District officials managed to boost the general fund balance from June 2013 to June 2014, but they haven’t met their goal in terms of how much it wants to have in its rainy day fund.

“You did have an increase in your fund balance this past year,” Plante Moran representative Laura Claeys said. “We commend you for that, and we do realize that that success is the collaboration not only of the administration and all of the people who work for the district, (but) also the community and their support of what you’re doing here. That is a continued success, a collaborative success.”

According to the audit report, the district ended June 2013 with a $2 million fund balance and managed to increase the balance by $3.7 million to end with a fund balance of more than $5 million in June 2014.

It means that the district had a balance at the end of the fiscal year in 2014 of about 6 percent of its total expenditures for the year.

Some associations recommend that districts have between 15 and 20 percent fund balance.

“(That) is really a reach for many districts,” Claeys said.

Instead, Grosse Pointe Schools and many neighboring districts are shooting to grow their fund balances to 10 percent, which means that the district hasn’t met its goal yet.
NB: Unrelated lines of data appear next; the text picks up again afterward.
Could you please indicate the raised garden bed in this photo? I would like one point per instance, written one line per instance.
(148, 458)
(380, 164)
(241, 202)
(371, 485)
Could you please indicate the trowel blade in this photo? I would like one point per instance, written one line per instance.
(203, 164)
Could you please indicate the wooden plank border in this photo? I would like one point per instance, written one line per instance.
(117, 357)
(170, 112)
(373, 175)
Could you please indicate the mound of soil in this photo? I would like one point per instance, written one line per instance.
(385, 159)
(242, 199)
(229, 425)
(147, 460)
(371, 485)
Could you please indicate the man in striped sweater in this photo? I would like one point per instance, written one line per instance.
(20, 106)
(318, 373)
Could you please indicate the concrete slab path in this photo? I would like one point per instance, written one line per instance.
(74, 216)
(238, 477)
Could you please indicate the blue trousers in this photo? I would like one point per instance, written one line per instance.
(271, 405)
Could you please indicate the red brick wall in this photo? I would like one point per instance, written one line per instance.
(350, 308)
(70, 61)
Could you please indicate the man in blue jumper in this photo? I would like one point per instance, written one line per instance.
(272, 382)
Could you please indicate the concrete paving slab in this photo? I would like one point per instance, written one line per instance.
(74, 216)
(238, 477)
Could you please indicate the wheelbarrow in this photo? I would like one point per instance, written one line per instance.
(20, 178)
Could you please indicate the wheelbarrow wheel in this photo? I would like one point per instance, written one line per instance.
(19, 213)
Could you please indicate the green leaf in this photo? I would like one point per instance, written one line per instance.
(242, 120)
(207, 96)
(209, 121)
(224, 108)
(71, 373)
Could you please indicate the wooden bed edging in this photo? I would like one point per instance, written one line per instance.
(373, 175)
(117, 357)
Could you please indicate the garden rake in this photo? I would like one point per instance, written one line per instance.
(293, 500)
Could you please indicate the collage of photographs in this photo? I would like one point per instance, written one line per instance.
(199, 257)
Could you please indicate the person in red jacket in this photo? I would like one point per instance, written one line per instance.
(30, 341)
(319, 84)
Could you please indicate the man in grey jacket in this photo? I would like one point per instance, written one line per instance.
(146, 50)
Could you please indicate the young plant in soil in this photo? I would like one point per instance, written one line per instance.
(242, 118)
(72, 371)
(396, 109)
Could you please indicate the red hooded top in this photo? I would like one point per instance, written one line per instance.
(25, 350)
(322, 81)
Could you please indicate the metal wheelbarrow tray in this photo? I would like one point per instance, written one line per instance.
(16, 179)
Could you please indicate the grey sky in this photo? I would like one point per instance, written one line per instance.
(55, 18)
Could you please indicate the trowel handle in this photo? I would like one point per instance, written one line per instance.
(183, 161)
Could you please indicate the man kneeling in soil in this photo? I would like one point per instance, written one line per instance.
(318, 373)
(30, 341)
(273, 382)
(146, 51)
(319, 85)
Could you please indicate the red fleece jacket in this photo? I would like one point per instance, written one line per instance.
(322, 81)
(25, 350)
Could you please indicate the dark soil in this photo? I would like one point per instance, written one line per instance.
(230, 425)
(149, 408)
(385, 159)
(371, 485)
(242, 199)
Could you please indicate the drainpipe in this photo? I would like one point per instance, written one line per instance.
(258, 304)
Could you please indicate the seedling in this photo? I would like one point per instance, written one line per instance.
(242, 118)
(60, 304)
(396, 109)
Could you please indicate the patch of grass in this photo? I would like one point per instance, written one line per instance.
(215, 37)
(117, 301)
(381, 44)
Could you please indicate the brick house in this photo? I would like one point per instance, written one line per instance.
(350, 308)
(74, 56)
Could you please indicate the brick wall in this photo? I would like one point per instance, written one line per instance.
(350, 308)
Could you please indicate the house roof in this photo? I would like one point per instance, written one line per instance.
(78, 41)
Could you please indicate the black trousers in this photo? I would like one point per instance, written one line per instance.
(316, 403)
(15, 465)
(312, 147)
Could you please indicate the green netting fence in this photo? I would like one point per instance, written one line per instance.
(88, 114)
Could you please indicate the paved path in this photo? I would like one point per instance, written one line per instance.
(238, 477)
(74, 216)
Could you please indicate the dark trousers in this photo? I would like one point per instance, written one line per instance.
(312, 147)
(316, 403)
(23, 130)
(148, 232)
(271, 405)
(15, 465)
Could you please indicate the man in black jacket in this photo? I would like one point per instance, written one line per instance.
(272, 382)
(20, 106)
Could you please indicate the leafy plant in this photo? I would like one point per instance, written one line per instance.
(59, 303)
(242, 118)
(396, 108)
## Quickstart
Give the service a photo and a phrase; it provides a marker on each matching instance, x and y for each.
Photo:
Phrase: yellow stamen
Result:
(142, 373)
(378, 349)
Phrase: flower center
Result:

“This just means there’s still work to be done, but you have a fund balance that doesn’t put you in dire straits where you have to make significant decisions on a day-to-day basis because you do have some amount of fund balance, but it is something that you should continue to monitor on a continual basis,” Claeys said.

She explained that while the more than $5 million fund balance might seem like a lot of money, it would only cover a few weeks of district expenses if the district stopped receiving its revenue.

The auditors explained that the majority of the district’s expenditures, more than 87 percent, is spent on salaries, and employee benefits and costs.

One growing cost for most districts is the cost of retirement contributions.

Overall, the district received a “clean opinion,” auditors said of the district’s financial recordkeeping. It is the highest opinion and offers reassurance to the community and school board, according to auditors.

Moving into the future, the auditors made some recommendations, including that the district continue watching what’s going on at the state level and work on maintaining the districts high credit rating in case they need a bond or other credit needs.

Board President Joan Dindoffer thanked Board Treasurer Brian Summerfield for his dedication to the audit process.

“I know you met with the auditors,” she said. “Thank you for your time and attention in looking at this.”

She also recognized the representatives of Plante Moran.

“Thank you for coming and presenting it, and good news,” she said.